In 1878, Canandaigua, New York, Caroline Comstock, Harriet Hasbrouck, Charlotte P. Crocker, and Slocum established Granger Place School. Slocum was chosen vice-president. Her departments of instruction included civil government, political and social economy, psychology, logic and ethics.

She went to New York City to study social conditions and there taught by class lectures on civics and economics in schools, colleges, parlors, and halls, working meantime with Wilson L. Gilb as instructor in the Patriotic League, and becoming familiar with his idea of 'The School City' which was helpful in her later work in Watertown, New York, and elsewhere. She gave a course of University Extension lectures at Oak Island Beach.

In 1896, Slocum made her second trip to Europe and, on her return in the fall, accepted a call to teach in the Weiser Academy of Weiser, Idaho. She and her lifelong friend, Miss Mary Post, one of the first trained domestic science teachers in the country, gave up their new school and came to Weiser where in one small building, they established the Weiser Academy, Miss Slocum having charge of the girls' department. Here she remained two years, then again traveled in Europe.

Upon her return, she helped the Rev. Mr. E. A. Paddock start the Idaho Industrial Institute and became the girls' principal. Located 2 miles north of Weiser, Idaho, this school focused on providing an education to young men and women living in country districts where there were no schools, or where school was in session only a few months in the year. The pupils had to be fifteen years old and pay for their schooling by manual work of some kind. She assumed charge of the women's department of this institute in the year 1900, and subsequently devoted her time and energy to its upbuilding.
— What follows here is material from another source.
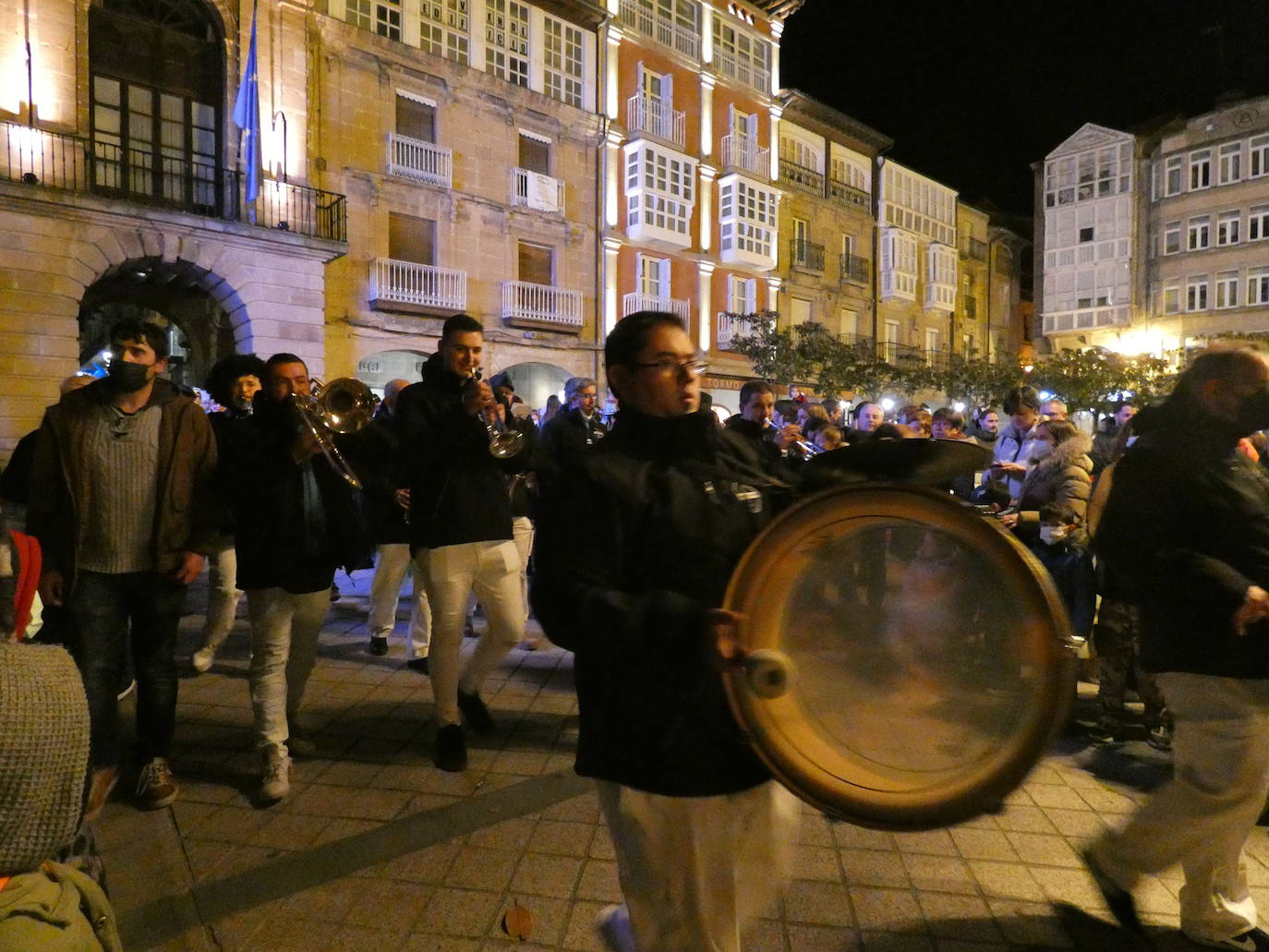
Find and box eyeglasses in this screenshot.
[631,356,709,377]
Slocum taught civics and economics in the third year of each course. When Idaho State Industrial School Women's Dormitory was established at St. Anthony, Idaho, the institute's name became confused with the state school, and was changed to the Intermountain Institute. For about 20 years she was the presiding head of it.

==Personal life==
Slocum was a birthright member of Friends, or Quakers. Being separated from meetings of The Society of Friends, she joined the Congregational Church.
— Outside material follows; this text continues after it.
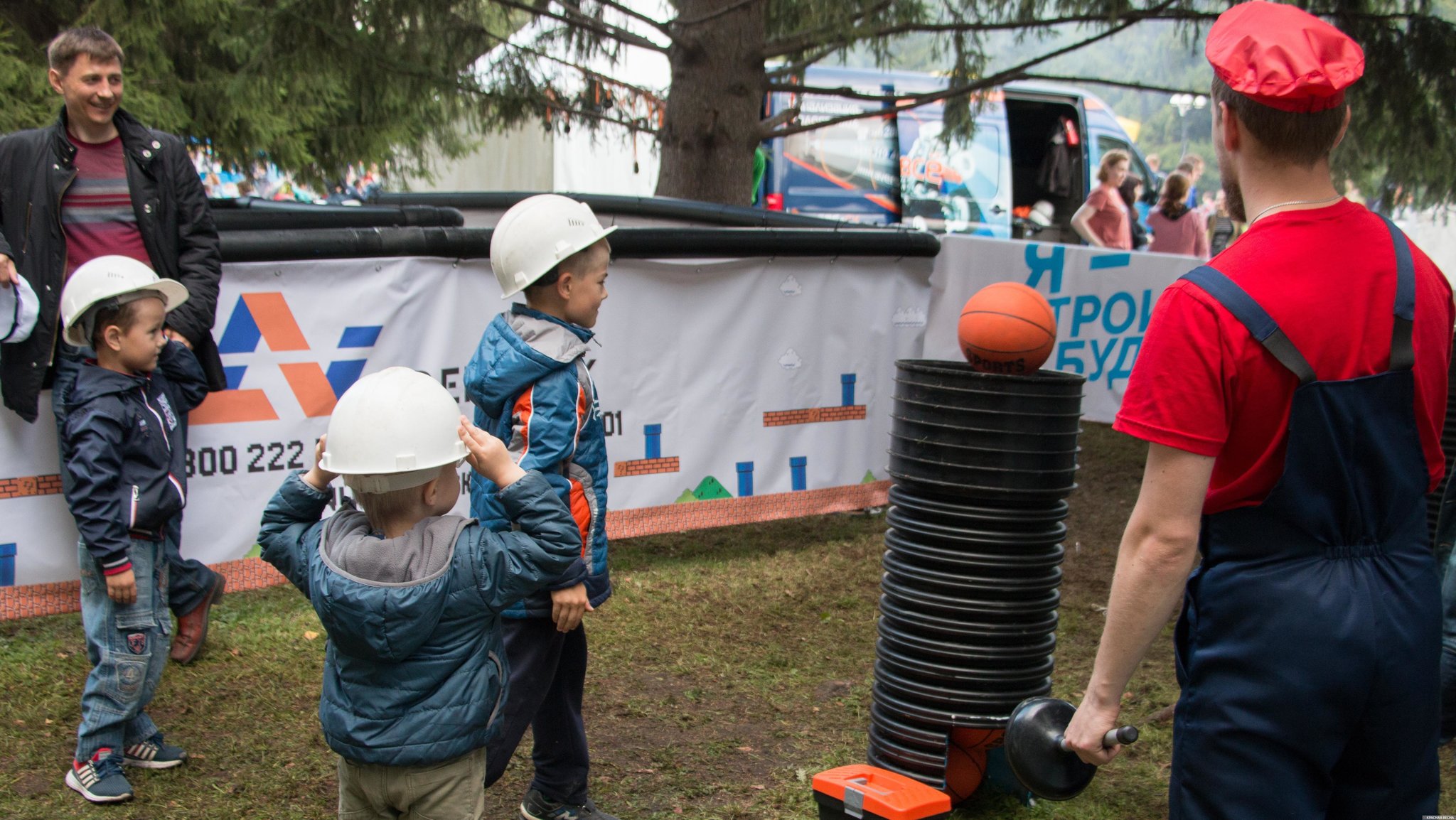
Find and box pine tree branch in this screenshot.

She favored woman suffrage. In politics, she was an Independent. Slocum was an Honorary member of the Weiser, Idaho Outlook Club, as well as a member of the American Academy of Political and Social Science, American Economics Association, and the University Extension Association.

Slocum's former pupils, principally of Howland Institute and Granger Place School, endowed her with a birthday gift of which, with gift of plan and specifications from her brother Samuel Gifford Slocum, architect in New York City, materialized in a bungalow, a home, named "Friendship lodge", for her old age among the Industrial Institute buildings in Weiser. About this time, Slocum's eyesight began to fail and for the last 10 years of her life, she had been unable to distinguish objects.

==Death==
Jane Slocum died at Weiser, Idaho, August 10, 1924, aged 82.